6月17日のエコパスタジアム。グリーンの塊がホームチームに襲いかかることは約束されている。
キッキング&スキルコーチを務めるリッチー・マーフィー氏は、中核を多数欠くメンバーも、全勝で母国に戻るつもりだし、その自信はあると言った。アメリカ戦で期待の若手、SOジョーイ・ベーカーが負傷して来日せぬまま母国に帰るアクシデントはあったが、補充選手のないまま戦いに挑む。
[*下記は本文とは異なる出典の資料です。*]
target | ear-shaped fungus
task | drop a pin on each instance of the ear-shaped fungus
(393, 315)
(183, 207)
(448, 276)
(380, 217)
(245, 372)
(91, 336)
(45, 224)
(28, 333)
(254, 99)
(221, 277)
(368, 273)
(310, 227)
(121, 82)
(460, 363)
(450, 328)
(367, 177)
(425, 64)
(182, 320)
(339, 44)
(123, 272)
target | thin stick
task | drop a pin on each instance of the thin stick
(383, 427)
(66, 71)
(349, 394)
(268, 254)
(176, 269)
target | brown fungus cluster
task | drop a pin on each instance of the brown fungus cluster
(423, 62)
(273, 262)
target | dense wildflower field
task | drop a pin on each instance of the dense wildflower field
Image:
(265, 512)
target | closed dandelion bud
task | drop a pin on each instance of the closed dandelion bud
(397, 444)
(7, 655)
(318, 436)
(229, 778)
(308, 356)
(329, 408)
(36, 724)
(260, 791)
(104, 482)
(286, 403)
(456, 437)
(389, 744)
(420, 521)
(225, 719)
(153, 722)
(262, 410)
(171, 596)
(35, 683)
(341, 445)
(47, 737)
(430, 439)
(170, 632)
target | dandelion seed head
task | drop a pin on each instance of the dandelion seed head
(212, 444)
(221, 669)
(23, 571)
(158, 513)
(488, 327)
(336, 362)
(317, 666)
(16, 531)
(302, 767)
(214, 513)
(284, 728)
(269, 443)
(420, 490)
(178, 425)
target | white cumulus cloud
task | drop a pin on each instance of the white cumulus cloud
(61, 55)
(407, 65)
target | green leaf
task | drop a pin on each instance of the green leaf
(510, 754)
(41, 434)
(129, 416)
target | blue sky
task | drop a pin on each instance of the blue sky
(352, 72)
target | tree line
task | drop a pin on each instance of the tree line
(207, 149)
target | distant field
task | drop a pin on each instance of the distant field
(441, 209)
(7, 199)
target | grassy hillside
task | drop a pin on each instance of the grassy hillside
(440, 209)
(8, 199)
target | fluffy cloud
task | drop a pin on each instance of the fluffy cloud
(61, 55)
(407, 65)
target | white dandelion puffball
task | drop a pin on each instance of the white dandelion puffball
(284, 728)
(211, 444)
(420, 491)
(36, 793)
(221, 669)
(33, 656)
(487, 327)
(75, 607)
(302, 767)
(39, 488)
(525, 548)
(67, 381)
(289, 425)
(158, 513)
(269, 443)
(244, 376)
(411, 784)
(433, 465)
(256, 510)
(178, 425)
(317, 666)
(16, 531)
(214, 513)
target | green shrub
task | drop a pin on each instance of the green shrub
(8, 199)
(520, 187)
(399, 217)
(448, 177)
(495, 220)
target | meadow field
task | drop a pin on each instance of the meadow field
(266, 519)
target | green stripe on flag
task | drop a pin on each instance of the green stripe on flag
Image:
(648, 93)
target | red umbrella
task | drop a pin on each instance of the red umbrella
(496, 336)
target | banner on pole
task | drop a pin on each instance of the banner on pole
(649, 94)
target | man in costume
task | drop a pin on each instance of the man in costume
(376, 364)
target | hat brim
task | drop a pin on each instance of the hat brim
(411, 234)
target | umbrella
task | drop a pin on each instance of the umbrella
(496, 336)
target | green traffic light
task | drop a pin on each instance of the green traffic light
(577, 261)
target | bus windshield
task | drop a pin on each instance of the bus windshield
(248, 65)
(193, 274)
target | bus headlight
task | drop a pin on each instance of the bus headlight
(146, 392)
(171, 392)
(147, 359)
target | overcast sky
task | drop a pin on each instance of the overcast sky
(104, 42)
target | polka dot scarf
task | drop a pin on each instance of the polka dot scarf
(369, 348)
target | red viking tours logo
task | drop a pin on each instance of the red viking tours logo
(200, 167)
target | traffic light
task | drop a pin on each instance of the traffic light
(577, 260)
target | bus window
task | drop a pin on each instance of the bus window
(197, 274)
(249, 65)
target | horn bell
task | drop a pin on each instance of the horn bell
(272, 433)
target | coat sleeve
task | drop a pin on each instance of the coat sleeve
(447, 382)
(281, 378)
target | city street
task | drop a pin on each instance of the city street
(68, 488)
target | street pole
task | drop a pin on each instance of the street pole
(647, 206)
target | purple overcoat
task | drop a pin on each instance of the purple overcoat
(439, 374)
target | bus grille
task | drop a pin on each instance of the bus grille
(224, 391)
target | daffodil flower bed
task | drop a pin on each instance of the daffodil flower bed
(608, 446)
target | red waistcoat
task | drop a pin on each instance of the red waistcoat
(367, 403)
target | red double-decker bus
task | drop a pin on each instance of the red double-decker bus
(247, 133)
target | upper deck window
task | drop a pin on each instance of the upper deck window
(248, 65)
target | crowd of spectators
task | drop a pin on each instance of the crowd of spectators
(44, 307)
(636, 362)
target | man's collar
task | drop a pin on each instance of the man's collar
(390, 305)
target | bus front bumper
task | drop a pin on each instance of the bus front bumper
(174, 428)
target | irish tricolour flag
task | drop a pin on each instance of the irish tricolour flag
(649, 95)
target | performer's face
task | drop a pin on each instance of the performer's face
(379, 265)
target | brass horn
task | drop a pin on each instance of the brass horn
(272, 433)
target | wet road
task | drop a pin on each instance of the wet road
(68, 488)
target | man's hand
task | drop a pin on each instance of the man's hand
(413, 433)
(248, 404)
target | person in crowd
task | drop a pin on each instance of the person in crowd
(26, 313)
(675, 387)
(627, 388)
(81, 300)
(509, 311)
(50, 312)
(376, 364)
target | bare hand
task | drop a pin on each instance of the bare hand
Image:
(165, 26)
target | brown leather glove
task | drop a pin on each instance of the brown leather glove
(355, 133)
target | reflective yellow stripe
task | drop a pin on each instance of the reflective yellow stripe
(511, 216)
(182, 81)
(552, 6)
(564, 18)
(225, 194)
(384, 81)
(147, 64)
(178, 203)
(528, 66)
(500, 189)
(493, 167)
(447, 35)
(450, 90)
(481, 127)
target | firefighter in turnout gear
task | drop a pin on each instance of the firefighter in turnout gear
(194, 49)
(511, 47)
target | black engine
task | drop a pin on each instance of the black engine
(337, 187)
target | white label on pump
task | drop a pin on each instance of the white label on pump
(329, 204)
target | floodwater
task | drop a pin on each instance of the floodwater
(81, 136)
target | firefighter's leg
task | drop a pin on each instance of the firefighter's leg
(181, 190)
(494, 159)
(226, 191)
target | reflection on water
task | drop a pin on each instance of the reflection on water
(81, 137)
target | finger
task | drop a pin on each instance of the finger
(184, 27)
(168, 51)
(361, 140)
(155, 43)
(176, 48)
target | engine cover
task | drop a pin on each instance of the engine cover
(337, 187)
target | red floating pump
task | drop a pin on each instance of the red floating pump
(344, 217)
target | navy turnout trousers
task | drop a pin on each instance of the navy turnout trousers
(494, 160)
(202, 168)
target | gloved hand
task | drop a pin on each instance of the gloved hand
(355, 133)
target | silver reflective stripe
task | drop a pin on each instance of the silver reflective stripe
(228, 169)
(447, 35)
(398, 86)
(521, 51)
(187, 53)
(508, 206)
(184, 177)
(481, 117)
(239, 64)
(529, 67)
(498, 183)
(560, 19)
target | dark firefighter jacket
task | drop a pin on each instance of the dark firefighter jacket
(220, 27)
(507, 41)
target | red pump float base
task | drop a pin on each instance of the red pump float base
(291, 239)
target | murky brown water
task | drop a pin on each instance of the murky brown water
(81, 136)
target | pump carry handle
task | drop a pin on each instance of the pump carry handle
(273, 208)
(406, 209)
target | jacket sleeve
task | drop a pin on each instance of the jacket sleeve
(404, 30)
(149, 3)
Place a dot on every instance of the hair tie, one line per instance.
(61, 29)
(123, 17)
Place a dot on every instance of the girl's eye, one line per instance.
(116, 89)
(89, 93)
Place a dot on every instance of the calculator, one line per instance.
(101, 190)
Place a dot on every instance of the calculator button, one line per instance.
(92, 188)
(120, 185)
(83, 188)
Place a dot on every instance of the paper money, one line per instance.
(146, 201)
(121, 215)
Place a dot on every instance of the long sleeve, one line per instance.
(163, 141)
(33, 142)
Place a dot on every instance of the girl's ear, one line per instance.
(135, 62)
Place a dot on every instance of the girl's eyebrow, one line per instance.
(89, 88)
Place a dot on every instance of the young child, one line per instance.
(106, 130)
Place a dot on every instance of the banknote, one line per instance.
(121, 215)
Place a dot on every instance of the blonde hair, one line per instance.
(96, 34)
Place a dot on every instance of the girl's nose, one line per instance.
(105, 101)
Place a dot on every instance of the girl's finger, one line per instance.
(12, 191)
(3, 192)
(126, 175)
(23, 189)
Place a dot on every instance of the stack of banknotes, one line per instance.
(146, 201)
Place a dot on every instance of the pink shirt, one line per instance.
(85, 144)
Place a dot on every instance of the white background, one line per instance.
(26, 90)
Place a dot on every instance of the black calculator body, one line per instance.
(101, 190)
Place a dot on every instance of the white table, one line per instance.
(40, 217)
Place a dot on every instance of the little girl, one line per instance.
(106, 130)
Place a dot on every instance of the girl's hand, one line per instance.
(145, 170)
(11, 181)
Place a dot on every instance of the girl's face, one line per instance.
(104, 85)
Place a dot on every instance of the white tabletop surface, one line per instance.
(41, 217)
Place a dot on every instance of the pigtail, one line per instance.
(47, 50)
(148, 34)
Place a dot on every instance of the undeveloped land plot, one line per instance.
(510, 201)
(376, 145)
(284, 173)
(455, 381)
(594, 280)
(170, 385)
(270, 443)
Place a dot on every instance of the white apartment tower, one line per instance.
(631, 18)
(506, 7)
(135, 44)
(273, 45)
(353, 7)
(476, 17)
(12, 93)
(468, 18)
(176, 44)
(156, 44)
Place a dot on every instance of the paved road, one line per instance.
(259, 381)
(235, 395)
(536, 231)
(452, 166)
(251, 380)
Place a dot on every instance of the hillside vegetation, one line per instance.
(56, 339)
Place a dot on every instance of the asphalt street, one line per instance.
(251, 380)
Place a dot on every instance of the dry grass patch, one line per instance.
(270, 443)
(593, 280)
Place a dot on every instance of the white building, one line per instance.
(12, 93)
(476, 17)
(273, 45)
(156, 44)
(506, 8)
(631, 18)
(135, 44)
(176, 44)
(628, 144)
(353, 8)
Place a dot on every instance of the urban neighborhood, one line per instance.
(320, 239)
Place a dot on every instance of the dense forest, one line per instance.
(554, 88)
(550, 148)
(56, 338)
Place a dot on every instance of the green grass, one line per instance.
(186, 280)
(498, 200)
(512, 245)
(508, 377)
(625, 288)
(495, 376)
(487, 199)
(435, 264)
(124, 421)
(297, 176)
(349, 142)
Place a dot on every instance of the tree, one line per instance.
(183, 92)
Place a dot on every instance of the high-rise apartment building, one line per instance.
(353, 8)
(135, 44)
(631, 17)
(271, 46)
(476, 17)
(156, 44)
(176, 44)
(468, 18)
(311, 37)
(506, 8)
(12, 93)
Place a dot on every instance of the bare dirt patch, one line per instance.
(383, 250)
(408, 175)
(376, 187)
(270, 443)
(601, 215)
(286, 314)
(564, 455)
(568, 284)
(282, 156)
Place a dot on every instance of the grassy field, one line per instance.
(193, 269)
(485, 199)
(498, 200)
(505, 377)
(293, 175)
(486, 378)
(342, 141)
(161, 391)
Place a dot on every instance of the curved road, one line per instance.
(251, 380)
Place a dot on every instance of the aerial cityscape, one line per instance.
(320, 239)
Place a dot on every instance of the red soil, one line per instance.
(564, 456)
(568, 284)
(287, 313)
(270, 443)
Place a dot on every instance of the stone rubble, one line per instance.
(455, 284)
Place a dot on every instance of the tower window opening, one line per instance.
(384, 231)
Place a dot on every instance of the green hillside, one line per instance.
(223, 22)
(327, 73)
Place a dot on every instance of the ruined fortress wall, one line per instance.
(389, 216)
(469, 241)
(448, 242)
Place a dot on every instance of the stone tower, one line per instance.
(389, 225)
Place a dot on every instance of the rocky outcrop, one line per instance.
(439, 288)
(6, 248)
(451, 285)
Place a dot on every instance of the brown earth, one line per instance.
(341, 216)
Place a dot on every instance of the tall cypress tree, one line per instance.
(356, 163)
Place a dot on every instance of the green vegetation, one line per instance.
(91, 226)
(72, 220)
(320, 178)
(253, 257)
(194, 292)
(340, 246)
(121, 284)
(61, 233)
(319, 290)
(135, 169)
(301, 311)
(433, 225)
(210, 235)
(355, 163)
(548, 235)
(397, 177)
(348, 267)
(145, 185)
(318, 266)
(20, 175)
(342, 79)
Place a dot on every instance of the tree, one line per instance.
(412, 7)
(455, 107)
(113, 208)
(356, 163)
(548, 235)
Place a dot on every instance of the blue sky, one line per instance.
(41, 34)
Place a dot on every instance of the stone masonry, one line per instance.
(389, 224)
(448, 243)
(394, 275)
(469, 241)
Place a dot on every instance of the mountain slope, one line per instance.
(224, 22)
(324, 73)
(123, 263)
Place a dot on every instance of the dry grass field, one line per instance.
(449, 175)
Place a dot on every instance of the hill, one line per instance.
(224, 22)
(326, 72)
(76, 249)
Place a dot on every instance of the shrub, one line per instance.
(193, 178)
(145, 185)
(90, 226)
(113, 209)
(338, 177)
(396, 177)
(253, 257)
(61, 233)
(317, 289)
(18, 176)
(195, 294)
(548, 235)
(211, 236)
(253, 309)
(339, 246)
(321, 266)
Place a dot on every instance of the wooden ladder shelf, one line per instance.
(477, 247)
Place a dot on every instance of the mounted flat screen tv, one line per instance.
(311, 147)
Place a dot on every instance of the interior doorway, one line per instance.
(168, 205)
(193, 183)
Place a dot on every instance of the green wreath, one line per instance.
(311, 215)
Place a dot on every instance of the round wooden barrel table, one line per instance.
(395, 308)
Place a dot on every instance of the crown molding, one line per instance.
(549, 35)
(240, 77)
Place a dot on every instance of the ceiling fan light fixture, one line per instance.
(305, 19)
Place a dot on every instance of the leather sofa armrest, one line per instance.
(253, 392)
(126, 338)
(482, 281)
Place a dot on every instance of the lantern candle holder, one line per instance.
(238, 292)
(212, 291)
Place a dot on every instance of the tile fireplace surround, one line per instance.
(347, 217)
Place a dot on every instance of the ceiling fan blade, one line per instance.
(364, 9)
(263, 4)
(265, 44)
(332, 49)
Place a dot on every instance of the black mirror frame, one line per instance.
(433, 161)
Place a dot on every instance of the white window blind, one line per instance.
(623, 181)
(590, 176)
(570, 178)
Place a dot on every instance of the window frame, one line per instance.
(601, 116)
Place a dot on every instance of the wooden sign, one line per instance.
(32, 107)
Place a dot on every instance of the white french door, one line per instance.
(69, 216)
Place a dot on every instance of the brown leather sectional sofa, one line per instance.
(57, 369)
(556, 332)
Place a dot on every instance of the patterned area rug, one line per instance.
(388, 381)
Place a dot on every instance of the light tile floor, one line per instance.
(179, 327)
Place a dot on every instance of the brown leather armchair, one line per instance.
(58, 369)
「若手が多いとはいえ、インターナショナルスタンダードに近い顔触れが揃っています。2019年の(ワールドカップ)スコッドに入る可能性がない選手はひとりもいません。ライオンズ組の穴を埋めるベテランより、これからの可能性を秘める若い選手たちです」
アイルランドでは16歳からタレント発掘に力を入れ、4つのプロヴィンスのアカデミーで育成し、トップチームに引き上げるシステムが、同国代表の強さを長く支えてきた。それぞれのカテゴリーでS&Cやスキルをみがき、土台を確かにすることが、のちの飛躍を呼ぶ流れを生んでいる。
「例えば今回のスコッドの中のLOジェームズ・ライアンは15歳から育成システムの中で才能を伸ばし、20歳になりました」
203センチ、108キロのビッグボーイは、先週末のアメリカ戦でテストデビュー。日本でもキャップを増やすかもしれない。
そんな若き才能を多数抱えてジャパンと対峙するアイルランドだが、先ばかりを見て戦っていくつもりはないと、マーフィー・コーチは言った
2019年のワールドカップで使用するスタジアムを使って戦えるのは幸運も、本当に重要視しているのは2年後に向けての視察という要素ではなく、ツアーの残り2試合に勝つ結果。若い選手たちも、それを手にすることで押しも押されもせぬ存在になることに集中する。